Nielsen V G, Tan S, Baird M S, Samuelson P N, McCammon A T, Parks D A
Department of Anesthesiology, University of Alabama at Birmingham 35233-6810, USA.
Crit Care Med. 1997 Jun;25(6):1044-50. doi: 10.1097/00003246-199706000-00023.
To determine if myocardial injury results from hepatoenteric ischemia-reperfusion. We also proposed to determine if this remote heart injury is mediated by a xanthine oxidase-dependent mechanism.
Randomized, controlled animal study.
University-based animal research facility.

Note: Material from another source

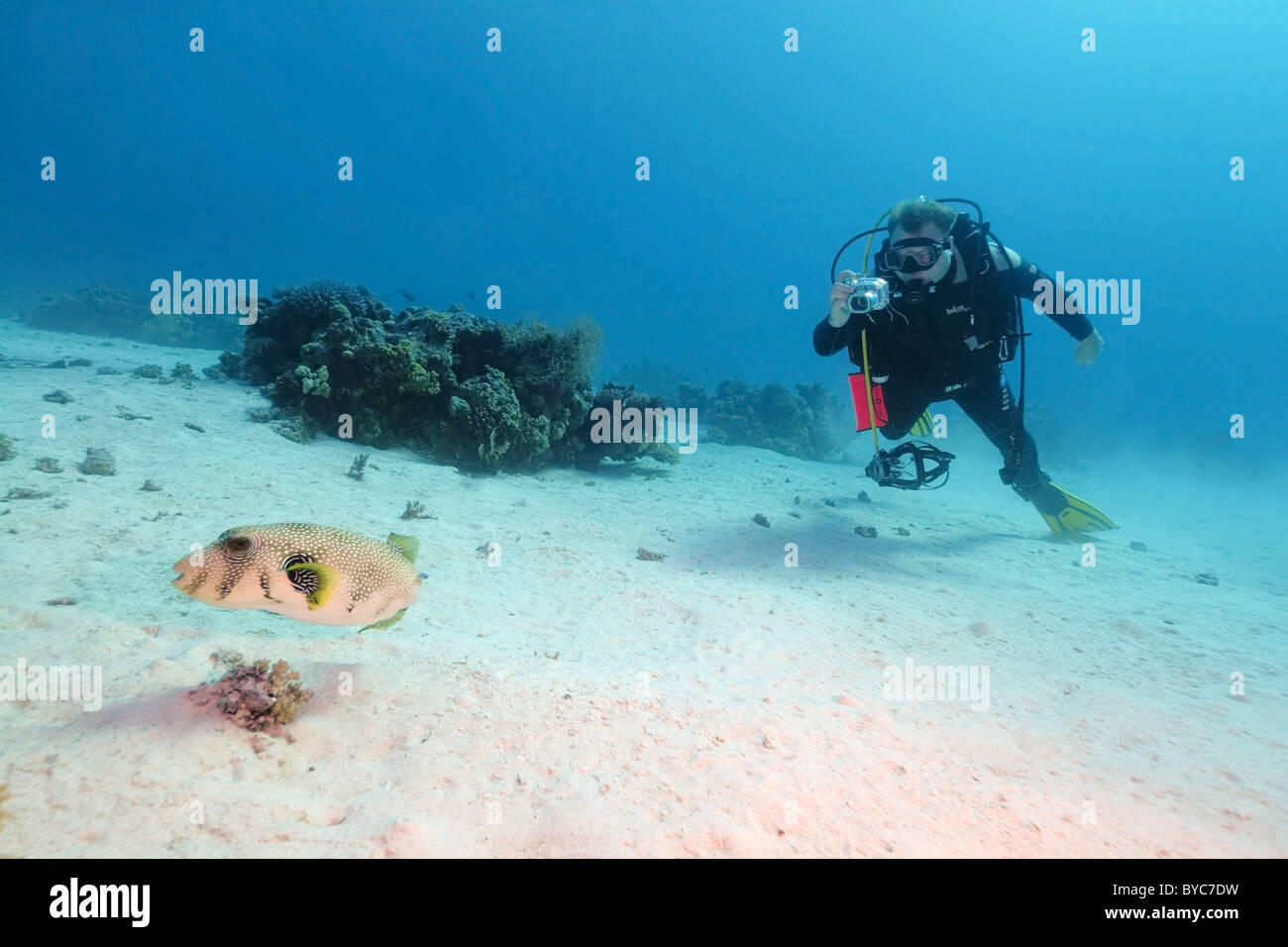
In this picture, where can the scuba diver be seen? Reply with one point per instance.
(936, 321)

Thirty-six New Zealand white male rabbits, weighing 1.8 to 3 kg.
Anesthetized rabbits were randomly assigned to one of four groups (n = 9 per group): a) a sham-operated group; b) a sham-operated group pretreated with sodium tungstate (xanthine oxidase inactivator); c) an aorta occlusion group; and d) an aorta occlusion group pretreated with sodium tungstate. Descending thoracic aorta occlusion was maintained for 40 mins with a 4-Fr Fogarty embolectomy catheter, followed by 2 hrs of reperfusion.
Myocardial injury, manifested by increased circulating creatine kinase-MB fraction activity, was significantly associated with aortic occlusion and reperfusion (p < .05). Sodium tungstate pretreatment significantly (p < .05) reduced circulating and myocardial xanthine oxidase activity. Xanthine oxidase inactivation by sodium tungstate significantly decreased circulating creatine kinase-MB fraction activity after hepatoenteric ischemia-reperfusion (p < .05). Finally, circulating creatine kinase-MB fraction activity was significantly associated with circulating xanthine oxidase activity (r2 = .85; p < .001).
We conclude that remote myocardial injury is caused by hepatoenteric ischemia-reperfusion. The pathoetiology of this myocardial injury involves a xanthine oxidase-dependent mechanism.